EasyH5 Toolbox - An easy-to-use HDF5 data interface (loadh5 and saveh5) for MATLAB
BSD 3-Clause "New" or "Revised" License
12 stars 10 forks source link

Complex numbers storage format #4

Closed matteosecli closed 4 years ago

matteosecli commented 4 years ago

Hello,

first of all thank you a lot for this fantastic library, it's awesome! πŸ˜ƒ πŸŽ‰

I'm using it in conjunction with Armadillo, a C++ library for linear algebra. Armadillo can export to HDF5, and the idea is then loading the exported data into MATLAB.

I work with lots of complex matrices, that Armadillo stores exactly the way you do, the only difference being that 'Real' and 'Imag' are lowercase in Armadillo's storing convention (see e.g. this thread on Matlab Answers). This prevents EasyH5 from automatically importing the data as complex data; it's not a huge issue, since you can then manipulate the imported struct and merge real and imaginary parts, but it would be nice to be able to do it automatically. Plus, if you want to export data the other way around, i.e. from MATLAB to Armadillo, I see no easy way to do it.

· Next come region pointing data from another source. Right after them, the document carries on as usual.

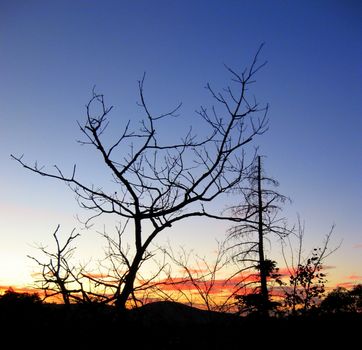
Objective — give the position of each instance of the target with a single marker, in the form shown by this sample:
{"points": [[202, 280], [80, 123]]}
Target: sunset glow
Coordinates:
{"points": [[146, 58]]}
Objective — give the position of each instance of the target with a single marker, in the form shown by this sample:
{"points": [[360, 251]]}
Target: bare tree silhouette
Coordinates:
{"points": [[260, 202], [306, 277], [160, 184]]}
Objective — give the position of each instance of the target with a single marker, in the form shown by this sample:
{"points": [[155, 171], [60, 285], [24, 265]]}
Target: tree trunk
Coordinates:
{"points": [[262, 267]]}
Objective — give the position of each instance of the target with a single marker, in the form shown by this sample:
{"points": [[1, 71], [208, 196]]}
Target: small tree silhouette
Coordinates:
{"points": [[158, 184], [307, 280]]}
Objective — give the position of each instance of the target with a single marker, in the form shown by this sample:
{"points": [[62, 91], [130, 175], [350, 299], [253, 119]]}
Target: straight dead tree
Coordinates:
{"points": [[159, 184], [261, 204]]}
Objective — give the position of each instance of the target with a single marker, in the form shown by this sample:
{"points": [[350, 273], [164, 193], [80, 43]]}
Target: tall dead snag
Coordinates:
{"points": [[159, 184], [261, 204]]}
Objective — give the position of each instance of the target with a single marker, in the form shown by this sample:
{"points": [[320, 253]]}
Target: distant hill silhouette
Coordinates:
{"points": [[176, 313]]}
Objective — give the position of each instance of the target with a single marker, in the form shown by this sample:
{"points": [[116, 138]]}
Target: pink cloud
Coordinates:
{"points": [[355, 277]]}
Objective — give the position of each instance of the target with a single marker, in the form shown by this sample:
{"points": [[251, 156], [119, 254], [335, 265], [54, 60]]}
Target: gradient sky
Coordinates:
{"points": [[53, 52]]}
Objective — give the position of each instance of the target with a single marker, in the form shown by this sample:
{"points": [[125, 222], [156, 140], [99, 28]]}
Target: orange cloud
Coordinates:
{"points": [[355, 277]]}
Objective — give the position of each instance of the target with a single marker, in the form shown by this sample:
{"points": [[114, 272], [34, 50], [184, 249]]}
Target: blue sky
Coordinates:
{"points": [[53, 52]]}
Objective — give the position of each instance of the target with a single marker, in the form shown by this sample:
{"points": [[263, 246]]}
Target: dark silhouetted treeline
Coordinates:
{"points": [[169, 325]]}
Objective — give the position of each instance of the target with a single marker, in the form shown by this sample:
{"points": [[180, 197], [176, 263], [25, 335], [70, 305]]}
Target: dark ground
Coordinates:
{"points": [[167, 325]]}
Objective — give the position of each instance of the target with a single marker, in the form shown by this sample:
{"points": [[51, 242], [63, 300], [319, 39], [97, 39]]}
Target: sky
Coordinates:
{"points": [[52, 53]]}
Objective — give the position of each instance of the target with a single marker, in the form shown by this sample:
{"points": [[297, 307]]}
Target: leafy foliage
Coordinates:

Of course for my purposes I could replace all the 'Real' and 'Imag' strings in your code with their lowercase version, but I'd like to keep it general enough.

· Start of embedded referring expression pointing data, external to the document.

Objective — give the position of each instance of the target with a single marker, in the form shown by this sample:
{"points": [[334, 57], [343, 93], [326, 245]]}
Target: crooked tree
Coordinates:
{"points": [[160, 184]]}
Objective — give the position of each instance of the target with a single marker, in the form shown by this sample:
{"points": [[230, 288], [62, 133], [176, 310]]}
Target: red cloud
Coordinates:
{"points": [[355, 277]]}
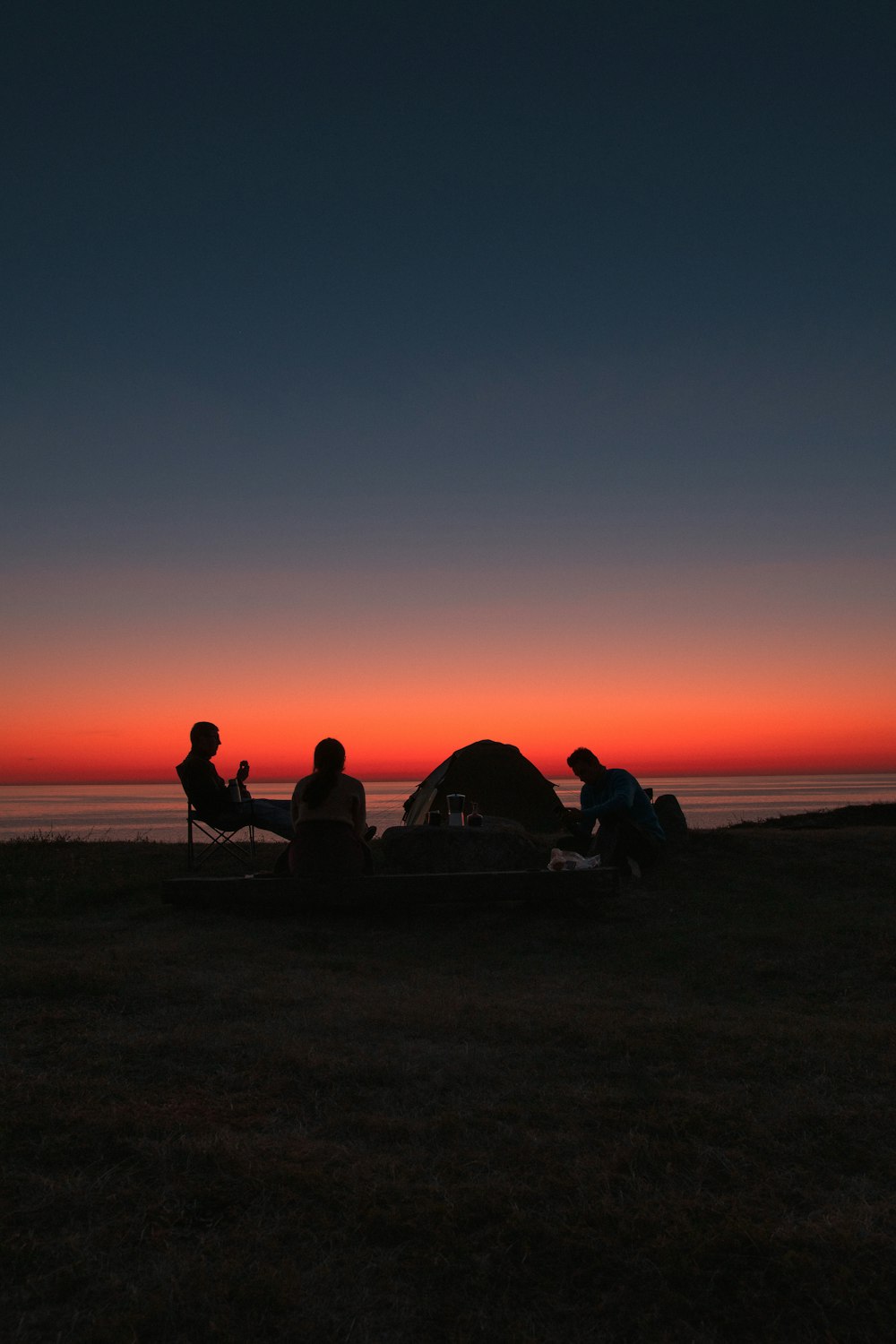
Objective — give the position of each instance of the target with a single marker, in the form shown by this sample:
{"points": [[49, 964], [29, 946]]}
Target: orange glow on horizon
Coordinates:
{"points": [[727, 682]]}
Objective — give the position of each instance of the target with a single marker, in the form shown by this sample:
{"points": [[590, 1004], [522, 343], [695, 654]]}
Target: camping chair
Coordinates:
{"points": [[217, 840]]}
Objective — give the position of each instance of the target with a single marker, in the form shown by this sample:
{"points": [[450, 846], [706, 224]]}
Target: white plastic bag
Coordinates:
{"points": [[567, 860]]}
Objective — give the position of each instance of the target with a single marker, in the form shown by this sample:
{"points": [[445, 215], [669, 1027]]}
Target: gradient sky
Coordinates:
{"points": [[416, 375]]}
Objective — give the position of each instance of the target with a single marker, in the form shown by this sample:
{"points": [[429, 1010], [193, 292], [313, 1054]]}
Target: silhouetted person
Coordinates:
{"points": [[330, 812], [627, 825], [211, 796]]}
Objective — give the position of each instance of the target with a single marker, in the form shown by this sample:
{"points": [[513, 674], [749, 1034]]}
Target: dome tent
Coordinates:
{"points": [[498, 779]]}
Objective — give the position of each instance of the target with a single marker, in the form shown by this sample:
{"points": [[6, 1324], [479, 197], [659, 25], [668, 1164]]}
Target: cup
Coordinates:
{"points": [[455, 808]]}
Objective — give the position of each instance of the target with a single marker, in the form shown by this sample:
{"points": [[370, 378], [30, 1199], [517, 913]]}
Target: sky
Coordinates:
{"points": [[422, 374]]}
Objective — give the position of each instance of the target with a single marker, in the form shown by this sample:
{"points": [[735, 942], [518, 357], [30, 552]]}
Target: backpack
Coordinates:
{"points": [[670, 816]]}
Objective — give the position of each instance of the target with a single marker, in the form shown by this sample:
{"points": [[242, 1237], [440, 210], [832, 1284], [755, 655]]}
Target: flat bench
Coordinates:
{"points": [[274, 894]]}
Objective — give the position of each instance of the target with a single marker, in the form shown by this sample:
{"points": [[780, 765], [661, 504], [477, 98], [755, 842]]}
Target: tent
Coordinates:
{"points": [[495, 776]]}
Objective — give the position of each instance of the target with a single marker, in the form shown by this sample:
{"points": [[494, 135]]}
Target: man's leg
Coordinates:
{"points": [[263, 814], [618, 839], [273, 814]]}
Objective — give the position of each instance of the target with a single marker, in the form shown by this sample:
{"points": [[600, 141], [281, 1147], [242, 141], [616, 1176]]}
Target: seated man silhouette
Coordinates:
{"points": [[211, 796], [629, 828]]}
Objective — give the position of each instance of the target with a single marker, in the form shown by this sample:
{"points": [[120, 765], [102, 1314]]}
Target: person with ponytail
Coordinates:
{"points": [[330, 814]]}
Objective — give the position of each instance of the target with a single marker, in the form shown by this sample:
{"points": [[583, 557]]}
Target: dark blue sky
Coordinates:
{"points": [[354, 237], [354, 288]]}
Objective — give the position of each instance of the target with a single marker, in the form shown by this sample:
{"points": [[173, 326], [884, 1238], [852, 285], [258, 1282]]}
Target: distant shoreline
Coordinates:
{"points": [[829, 819]]}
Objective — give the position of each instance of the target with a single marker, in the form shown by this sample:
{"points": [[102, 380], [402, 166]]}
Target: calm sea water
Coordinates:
{"points": [[158, 811]]}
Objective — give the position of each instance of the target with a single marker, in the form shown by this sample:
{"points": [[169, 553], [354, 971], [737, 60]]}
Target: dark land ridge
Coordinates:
{"points": [[665, 1117], [826, 819]]}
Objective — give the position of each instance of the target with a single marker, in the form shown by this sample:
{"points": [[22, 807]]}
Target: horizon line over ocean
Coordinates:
{"points": [[158, 812]]}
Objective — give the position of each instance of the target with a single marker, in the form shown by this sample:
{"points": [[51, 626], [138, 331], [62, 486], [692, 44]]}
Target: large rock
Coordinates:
{"points": [[460, 849]]}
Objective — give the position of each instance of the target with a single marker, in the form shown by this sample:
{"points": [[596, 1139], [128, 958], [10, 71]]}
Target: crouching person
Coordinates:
{"points": [[330, 814], [627, 827]]}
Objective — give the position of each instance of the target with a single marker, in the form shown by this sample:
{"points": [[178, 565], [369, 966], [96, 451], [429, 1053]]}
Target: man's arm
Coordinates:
{"points": [[619, 798]]}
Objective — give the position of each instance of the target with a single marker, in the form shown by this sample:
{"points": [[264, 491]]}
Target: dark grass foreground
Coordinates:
{"points": [[668, 1120]]}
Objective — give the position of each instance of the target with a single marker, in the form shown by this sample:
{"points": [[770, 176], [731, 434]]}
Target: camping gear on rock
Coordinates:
{"points": [[504, 782]]}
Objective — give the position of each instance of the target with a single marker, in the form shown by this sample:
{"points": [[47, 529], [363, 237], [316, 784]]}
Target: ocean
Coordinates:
{"points": [[158, 811]]}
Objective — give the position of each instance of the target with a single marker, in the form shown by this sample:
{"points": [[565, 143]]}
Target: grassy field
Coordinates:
{"points": [[665, 1120]]}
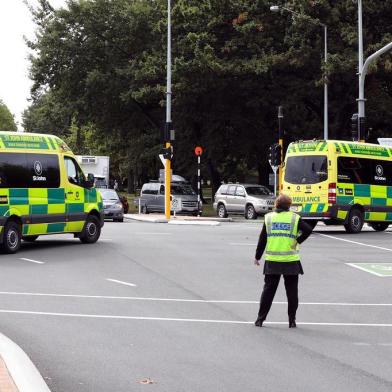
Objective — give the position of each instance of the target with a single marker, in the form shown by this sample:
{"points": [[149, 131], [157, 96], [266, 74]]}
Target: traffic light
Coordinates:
{"points": [[167, 153], [275, 155], [271, 156], [354, 126]]}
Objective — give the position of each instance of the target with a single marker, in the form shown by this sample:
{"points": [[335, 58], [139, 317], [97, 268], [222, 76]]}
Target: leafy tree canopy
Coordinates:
{"points": [[102, 65], [7, 121]]}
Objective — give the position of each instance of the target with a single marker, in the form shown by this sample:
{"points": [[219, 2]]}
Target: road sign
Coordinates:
{"points": [[378, 269], [162, 175], [198, 151]]}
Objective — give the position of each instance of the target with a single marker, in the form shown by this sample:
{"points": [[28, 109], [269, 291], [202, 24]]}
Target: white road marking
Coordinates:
{"points": [[355, 242], [121, 282], [190, 320], [356, 265], [146, 233], [184, 300], [32, 261]]}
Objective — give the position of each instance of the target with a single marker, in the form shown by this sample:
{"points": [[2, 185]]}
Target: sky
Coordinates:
{"points": [[15, 22]]}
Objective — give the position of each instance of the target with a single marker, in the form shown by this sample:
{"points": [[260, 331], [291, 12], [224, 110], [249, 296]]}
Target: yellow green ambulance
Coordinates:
{"points": [[44, 191], [340, 182]]}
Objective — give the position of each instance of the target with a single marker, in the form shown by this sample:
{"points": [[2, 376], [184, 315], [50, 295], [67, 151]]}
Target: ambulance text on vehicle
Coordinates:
{"points": [[44, 191], [340, 182]]}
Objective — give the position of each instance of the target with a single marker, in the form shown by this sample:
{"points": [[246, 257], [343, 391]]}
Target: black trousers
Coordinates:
{"points": [[271, 283]]}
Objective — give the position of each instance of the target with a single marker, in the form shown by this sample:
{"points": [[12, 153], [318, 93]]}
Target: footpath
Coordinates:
{"points": [[178, 219], [17, 372]]}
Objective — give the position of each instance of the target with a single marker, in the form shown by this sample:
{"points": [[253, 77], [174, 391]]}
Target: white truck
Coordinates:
{"points": [[98, 165]]}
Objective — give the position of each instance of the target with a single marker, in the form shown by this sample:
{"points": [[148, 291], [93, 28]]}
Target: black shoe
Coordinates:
{"points": [[259, 323], [292, 324]]}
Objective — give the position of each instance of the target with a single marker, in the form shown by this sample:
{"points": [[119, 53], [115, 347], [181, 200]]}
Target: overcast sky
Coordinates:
{"points": [[15, 22]]}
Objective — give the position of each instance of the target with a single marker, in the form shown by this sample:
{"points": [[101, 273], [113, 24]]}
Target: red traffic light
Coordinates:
{"points": [[198, 151]]}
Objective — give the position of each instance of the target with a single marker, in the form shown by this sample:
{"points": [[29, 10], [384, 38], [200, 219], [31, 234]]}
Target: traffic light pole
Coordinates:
{"points": [[280, 136], [168, 115]]}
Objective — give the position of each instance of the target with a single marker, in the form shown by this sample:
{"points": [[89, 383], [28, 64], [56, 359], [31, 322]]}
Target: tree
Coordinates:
{"points": [[7, 121], [103, 64]]}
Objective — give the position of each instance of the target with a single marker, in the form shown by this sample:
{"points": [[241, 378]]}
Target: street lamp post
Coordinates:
{"points": [[168, 115], [277, 8], [361, 94], [362, 72]]}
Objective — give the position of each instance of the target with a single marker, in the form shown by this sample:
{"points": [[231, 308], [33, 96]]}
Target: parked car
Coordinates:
{"points": [[152, 198], [113, 208], [249, 200], [100, 182]]}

So, in order to solve the two problems at once and possibly improving the cooperation with other software with a different convention (e.g. 're' and 'im'), I kindly ask you if it's possible to implement a sort of "complex number format specification" option for both the saveh5 and the loadh5 functions, instead of hardcoding 'Real' and 'Imag'. Something on the lines:

saveh5(myComplexMatrix,'myTestFile.h5','complexformat',['real','imag']);

and

myComplexMatrix = loadh5('myTestFile.h5','complexformat',['real','imag']);

which then gives the possibility to customise the complex number storage format (e.g. complexformat',['re','im'] or whatever one prefers). The default with no options would be the current format, i.e. equivalent to 'complexformat',['Real','Imag'].

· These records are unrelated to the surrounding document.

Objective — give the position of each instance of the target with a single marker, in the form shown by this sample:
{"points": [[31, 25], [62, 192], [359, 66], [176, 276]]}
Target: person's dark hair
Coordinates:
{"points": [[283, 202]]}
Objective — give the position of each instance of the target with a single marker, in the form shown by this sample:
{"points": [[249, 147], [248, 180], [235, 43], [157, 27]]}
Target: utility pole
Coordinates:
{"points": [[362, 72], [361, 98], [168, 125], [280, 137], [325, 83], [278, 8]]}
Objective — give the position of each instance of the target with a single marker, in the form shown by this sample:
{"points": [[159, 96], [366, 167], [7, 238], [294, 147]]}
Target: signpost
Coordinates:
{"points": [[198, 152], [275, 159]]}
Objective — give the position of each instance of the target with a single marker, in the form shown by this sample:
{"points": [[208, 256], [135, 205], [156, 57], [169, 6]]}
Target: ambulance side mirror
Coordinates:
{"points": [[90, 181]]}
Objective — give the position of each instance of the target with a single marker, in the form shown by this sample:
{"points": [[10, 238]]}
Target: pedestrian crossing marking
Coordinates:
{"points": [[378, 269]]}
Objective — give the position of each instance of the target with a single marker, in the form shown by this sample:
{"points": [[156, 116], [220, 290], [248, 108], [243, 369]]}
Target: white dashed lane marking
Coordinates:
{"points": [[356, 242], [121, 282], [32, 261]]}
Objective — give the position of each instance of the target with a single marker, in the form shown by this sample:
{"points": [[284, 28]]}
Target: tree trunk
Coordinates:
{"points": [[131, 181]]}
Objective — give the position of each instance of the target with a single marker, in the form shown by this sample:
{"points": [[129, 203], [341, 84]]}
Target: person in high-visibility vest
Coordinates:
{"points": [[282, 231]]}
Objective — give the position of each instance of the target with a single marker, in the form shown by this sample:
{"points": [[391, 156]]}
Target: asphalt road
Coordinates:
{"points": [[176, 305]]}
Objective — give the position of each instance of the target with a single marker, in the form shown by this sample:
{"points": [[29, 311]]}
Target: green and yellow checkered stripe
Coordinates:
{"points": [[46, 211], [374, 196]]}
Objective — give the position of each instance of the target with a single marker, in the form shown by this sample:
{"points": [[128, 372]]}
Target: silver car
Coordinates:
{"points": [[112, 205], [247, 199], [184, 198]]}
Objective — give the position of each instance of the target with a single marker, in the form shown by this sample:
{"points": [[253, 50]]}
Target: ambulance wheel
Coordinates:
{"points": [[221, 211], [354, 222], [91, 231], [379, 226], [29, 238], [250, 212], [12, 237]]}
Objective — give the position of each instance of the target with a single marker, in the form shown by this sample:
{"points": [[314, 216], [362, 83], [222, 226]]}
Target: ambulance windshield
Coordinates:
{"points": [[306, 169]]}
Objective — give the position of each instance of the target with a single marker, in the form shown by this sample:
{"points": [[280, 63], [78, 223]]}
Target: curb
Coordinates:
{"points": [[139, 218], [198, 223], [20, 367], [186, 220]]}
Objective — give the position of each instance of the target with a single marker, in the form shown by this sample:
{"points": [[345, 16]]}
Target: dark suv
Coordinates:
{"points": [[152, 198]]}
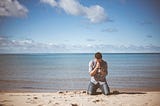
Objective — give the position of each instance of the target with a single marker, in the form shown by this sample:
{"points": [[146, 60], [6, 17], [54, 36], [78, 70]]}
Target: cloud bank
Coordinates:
{"points": [[30, 46], [12, 8], [95, 13]]}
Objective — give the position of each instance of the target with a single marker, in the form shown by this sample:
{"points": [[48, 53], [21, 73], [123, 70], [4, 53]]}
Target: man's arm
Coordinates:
{"points": [[105, 71], [92, 72]]}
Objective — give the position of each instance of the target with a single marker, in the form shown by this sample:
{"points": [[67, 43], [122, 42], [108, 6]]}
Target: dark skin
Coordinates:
{"points": [[93, 72]]}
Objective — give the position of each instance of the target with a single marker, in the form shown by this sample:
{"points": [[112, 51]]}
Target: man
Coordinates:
{"points": [[98, 71]]}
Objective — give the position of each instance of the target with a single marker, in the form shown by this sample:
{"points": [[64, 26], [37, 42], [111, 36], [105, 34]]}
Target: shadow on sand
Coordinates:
{"points": [[117, 93]]}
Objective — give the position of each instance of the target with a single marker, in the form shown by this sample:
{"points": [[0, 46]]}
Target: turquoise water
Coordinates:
{"points": [[52, 72]]}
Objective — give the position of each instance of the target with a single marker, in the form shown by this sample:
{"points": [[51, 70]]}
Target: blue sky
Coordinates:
{"points": [[81, 26]]}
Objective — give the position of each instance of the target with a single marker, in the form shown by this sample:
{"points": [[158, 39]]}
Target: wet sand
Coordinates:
{"points": [[80, 98]]}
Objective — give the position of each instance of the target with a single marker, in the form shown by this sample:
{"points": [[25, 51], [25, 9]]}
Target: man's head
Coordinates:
{"points": [[98, 56]]}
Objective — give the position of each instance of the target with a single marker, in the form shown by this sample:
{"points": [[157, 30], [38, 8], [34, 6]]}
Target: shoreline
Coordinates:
{"points": [[63, 90], [80, 98]]}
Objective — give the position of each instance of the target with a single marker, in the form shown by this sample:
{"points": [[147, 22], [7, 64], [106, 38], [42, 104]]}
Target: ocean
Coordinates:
{"points": [[69, 71]]}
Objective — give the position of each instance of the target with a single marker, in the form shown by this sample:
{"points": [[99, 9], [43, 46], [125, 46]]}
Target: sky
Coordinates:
{"points": [[79, 26]]}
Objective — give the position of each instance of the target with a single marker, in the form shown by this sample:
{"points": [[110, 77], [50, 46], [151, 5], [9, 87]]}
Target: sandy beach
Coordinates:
{"points": [[80, 98]]}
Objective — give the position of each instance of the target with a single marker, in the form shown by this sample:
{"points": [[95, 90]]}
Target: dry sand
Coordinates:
{"points": [[80, 98]]}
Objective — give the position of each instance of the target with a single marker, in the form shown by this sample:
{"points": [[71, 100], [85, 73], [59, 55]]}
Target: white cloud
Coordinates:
{"points": [[31, 46], [50, 2], [12, 8], [95, 13]]}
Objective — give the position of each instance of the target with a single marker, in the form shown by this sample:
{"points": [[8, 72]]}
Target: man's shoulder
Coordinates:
{"points": [[105, 62], [92, 62]]}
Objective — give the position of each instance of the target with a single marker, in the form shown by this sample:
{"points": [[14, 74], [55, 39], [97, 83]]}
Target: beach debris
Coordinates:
{"points": [[116, 92], [35, 98], [74, 104]]}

Thanks a lot in advance! πŸ˜„

fangq commented 4 years ago

@matteosecli, feel free to submit a patch to enable this format, and save to lower case real/imag use this option (and default to the Real/Imag).

However, all hdf5 libraries handle this differently (including the r/i format used in h5load.m function that the loadh5.m was adapted from), because there is no standardized way in HDF5 for complex numbers, like I mentioned in https://github.com/bids-standard/bids-specification/issues/197#issuecomment-541107503

My plan (and has been already implemented in the nightly build of easyh5) to this problem is to adopt the JData Specification (http://github.com/fangq/jdata , also at http://openjdata.org) that I have developed to encode advanced data structures, such as complex-valued arrays (see this wiki page). The hope of the JData spec is to define a standardized way to represent scientific data between different programming languages and software. You may read more on the rationales here

http://openjdata.org/wiki/index.cgi?JData/Basics

Using JData data annotation format to encode a data structure before saving and automatically decoding after loading has been implemented in the master branch, you may use this feature by adding 'jdata', 1 to the option list, see https://github.com/fangq/easyh5/commit/1d45bc3d7f3fc3c1627089e43bb10b949589dd60

matteosecli commented 4 years ago

@fangq I indeed agree that adopting a clear standard (the JData specification, in this case) would be beneficial to everyone in the longer term. I could maybe explore this possibility (i.e. the adoption of a JData format) with the developers of Armadillo as well, but in the meantime I'll just create a quick PR with my suggestions as a temporary workaround.